[PATCH]jffs2:bugfix for should not appeared directory hard link

liu.song11 at zte.com.cn liu.song11 at zte.com.cn
Thu Feb 12 20:09:40 PST 2015 

David Woodhouse <dwmw2 at infradead.org> wrote on 2015-02-12 21:43:19:

> From: David Woodhouse <dwmw2 at infradead.org>
> To: liu.song11 at zte.com.cn,
> Cc: linux-mtd at lists.infradead.org, wang.bo116 at zte.com.cn, deng.chao1 at zte.com.cn, jiang.xuexin at zte.com.cn, cui.yunfeng at zte.com.cn
> Date: 2015-02-12 21:43
> Subject: Re: [PATCH]jffs2:bugfix for should not appeared directory hard link
>
> On Fri, 2014-10-24 at 17:26 +0800, liu.song11 at zte.com.cn wrote:
> >
> > When jffs2 with summary, during the mounting period, in
> > jffs2_build_remove_unlinked_inode will handle unlinke inode, but this
> > will cause unlinked directory's deletion  dirent erased before
> > it's obsoleted dirent.So if the directory has renamed, then could
> > cause a hard link when we remount jffs2.
>
> > We can stable reproduce the hard link only by following process.
> > 1. we mount jffs2 in /mnt
> > 2. create directories /mnt/SW1/, /mnt/SW2/
> > 3. create directory /mnt/old/
> > 4. rename /mnt/SW1/ to /mnt/old/SW1/, /mnt/SW2/ to /mnt/old/SW2/
> > 5. do some data write. don't touch these directories.
> > 6. rename /mnt/old/SW1/ to /mnt/SW1/, /mnt/old/SW2/ to /mnt/SW2/
> > 7. delete /mnt/old/
> >
> > do above process 3 - 7 several times, then reboot, during the mounting
> > process, we could found
> > /mnt/SW1/ and /mnt/old/SW1/ become hard link,/mnt/SW2/
> > and /mnt/old/SW2/ become hard link. So we
> > do some job to fix this bug.We have tested this patch and the hard
> > link error will never occur.
>
> Hi, apologies for the delay in looking at this.
>
> I'm trying to understand the root cause of the problem. It looks like
> the real problem here is that the /mnt/old/ directory seems to exist,
> when it shouldn't?
>
> It shouldn't *matter* that we erased the deletion dirents from /mnt/old/
> leaving potentially *valid* dirents pointing to the "SW1" and "SW2"
> inodes, should it? Because the /mnt/ directory *itself* shouldn't exist.
>
> As far as I can tell, your patch seems to focus on the dirents pointing
> to the SW1 and SW2 directories. But I think that's the wrong approach.
>
> On mounting the file system again after /mnt/old was supposed to have
> been deleted, *why* is it still appearing? Can you capture debug
> messages over a serial console with CONFIG_JFFS2_FS_DEBUG=2?
>
> I'd like to see the part in step #7 where it actually writes the
> deletion dirent for /mnt/foo, followed by the full log of the remount
> where it erroneously decides that /mnt/foo still exists.
>
> Thanks.
>
> --
> dwmw2

Hi David,

Thanks for your attention.
Here we use a jffs2 filesystem's image to describe this problem step by step.
1. we choose /mnt as the mount point of jffs2(mount -t jffs2 /dev/mtdblock0 /mnt)
   mtdblock0 has just been formatted in jffs2 format, so there is nothing under /mnt after we mount it.

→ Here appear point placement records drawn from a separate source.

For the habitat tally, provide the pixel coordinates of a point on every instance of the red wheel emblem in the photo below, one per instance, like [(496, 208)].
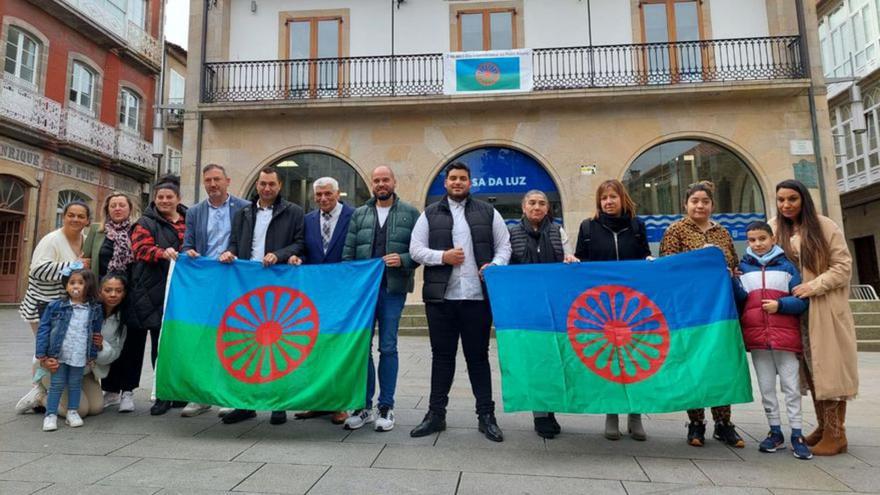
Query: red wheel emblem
[(267, 333), (619, 333)]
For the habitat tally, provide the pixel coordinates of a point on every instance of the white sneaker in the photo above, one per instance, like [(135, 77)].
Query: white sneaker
[(111, 399), (194, 409), (126, 402), (358, 419), (50, 422), (73, 420), (385, 419), (30, 400)]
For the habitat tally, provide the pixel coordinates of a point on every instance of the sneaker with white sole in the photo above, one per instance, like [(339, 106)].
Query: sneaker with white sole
[(126, 402), (73, 420), (50, 422), (111, 399), (193, 409), (385, 419), (358, 419), (30, 400)]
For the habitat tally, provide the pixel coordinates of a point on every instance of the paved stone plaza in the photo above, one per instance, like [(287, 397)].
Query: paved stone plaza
[(139, 454)]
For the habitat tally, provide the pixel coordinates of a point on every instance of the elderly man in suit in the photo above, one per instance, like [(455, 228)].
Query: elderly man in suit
[(326, 229), (208, 226)]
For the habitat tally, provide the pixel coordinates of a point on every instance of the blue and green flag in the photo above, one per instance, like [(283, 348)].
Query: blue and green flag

2. we create directory SW1, SW2, SW3, SW4, old under /mnt in sequence, now we have /mnt/SW1/, /mnt/SW2/,
   /mnt/SW3/, /mnt/SW4/,/mnt/old/. We could know,/mnt/SW1's ino number is 2, /mnt/SW2's ino number is 3,
   /mnt/SW3's ino number is 4,/mnt/SW4's ino number is 5.

3. mv /mnt/SW1 /mnt/old/SW1
   mv /mnt/SW2 /mnt/old/SW2
   mv /mnt/SW3 /mnt/old/SW3
   mv /mnt/SW4 /mnt/old/SW4

4. mv /mnt/old/SW1 /mnt/SW1
   mv /mnt/old/SW2 /mnt/SW2
   mv /mnt/old/SW3 /mnt/SW3
   mv /mnt/old/SW4 /mnt/SW4

5. rmdir /mnt/old
6. mkdir /mnt/old
7. goto step 3

In this loop, there only /mnt/old's ino number will changed.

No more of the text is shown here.